La noche va cayendo, ya a nuestro lado del Douro van iluminándose las luces de la Ribeira, antiguo barrio marinero y popular hoy aparentemente volcado a la hostelería y el turismo. Cruzamos el puente hasta Gaia, y por empinadas callejas y escaleras descendemos hasta casi la orilla del Douro. De allí, por la plataforma inferior del puente, regresamos a Porto.

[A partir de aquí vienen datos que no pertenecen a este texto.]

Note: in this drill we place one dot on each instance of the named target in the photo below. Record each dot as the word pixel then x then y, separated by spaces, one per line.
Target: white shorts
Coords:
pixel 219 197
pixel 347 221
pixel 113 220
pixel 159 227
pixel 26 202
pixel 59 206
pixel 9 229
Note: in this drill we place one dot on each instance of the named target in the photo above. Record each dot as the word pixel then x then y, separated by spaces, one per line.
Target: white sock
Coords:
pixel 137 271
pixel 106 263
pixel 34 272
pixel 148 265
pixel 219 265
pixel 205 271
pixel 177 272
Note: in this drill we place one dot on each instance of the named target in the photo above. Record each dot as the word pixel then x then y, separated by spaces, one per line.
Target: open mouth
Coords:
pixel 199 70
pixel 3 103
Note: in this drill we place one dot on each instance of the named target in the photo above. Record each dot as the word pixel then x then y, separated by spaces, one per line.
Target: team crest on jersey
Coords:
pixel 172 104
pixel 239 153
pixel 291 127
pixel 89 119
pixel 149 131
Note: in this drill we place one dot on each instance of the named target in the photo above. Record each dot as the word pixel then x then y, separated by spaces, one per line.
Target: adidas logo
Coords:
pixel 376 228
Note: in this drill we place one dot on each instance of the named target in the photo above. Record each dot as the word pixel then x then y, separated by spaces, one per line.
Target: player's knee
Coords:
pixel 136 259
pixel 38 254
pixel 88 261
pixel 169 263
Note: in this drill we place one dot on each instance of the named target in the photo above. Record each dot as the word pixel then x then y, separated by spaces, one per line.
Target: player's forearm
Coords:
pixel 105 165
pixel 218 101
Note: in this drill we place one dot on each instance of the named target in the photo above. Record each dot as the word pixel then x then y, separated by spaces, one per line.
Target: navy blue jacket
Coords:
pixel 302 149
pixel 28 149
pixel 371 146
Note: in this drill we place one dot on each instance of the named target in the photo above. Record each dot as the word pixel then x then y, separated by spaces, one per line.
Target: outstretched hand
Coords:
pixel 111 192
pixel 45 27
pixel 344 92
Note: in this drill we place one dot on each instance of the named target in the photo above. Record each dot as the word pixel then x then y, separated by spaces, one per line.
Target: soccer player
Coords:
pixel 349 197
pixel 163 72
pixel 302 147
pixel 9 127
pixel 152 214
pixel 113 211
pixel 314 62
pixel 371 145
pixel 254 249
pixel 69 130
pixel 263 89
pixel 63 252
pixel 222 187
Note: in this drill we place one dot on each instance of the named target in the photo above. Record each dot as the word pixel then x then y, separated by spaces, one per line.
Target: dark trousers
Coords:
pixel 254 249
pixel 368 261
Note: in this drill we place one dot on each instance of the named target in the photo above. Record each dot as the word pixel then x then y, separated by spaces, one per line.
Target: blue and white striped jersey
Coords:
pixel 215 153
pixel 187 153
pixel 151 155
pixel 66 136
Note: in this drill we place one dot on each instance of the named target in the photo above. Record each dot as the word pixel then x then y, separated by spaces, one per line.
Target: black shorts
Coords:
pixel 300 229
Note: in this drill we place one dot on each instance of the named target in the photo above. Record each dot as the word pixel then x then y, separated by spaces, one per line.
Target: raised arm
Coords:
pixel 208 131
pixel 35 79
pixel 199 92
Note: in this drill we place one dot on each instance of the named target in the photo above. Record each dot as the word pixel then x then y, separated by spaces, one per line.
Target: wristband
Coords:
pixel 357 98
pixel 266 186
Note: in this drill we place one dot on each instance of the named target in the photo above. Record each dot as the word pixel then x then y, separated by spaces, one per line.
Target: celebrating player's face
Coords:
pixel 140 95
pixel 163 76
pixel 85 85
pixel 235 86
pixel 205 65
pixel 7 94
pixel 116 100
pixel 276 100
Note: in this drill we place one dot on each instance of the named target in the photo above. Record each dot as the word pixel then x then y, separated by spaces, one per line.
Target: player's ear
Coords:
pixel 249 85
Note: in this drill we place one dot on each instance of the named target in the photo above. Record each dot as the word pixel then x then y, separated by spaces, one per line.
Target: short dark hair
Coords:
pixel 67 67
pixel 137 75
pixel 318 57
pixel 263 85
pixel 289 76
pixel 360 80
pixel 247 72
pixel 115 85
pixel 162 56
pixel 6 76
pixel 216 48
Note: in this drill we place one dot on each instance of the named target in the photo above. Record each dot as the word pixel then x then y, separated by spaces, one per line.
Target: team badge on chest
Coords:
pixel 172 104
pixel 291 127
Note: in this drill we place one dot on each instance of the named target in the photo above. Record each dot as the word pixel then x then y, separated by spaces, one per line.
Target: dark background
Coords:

Recorremos la Ribeira, bulliciosa y
animada. Las terrazas de los restaurantes se ven repletas de gente, huele a
marisco y parrilla de pescado, y uno piensa que no estaría mal encontrarse aquí
con una amiga en lugar de un buen amigo, para una cena romántica. Pero seguimos
pateando, pues aunque turística, recorrer la Ribeira hasta la Praça del mismo
nombre es un paseo atractivo, y más allá de las terrazas uno descubre muelles y
rincones pintorescos, y restos de murallas que resistieron los asedios de las
guerras napoleónicas, y que parecen transportarle a uno a esa época de cañonazos
y piratas.
Dejando la Ribeira, volvemos a subir
hacia la Torre de los Clérigos por callejuelas llenas de restaurantes donde Joseba
antes recordaba más bien cutrerío y gentes de mal vivir. Cenamos en un lugar
cualquiera de Rua de Cedofeita. De vuelta a nuestro albergue en Sao Bento, en
una plaza, junto a una fuente decorada con leones, la chavales le dan al skate,
mientras los modernos bailan swing.
Me acuesto en mi litera fatigado y abrumado por tantos estímulos. Una hermosa ciudad, sin duda. Y con contrastes. Una parte señorial, elevada y ajena al río, y de repente se abre como una evidencia el tajo del Douro, y aparecen las riberas, las barcazas, el salitre y el olor a puerto. Y todo ello en una ciudad de pequeñas dimensiones, abarcable y de gentes cordiales. A través de las ventanas se escuchan las gaviotas. Una buena manera de empezar un viaje.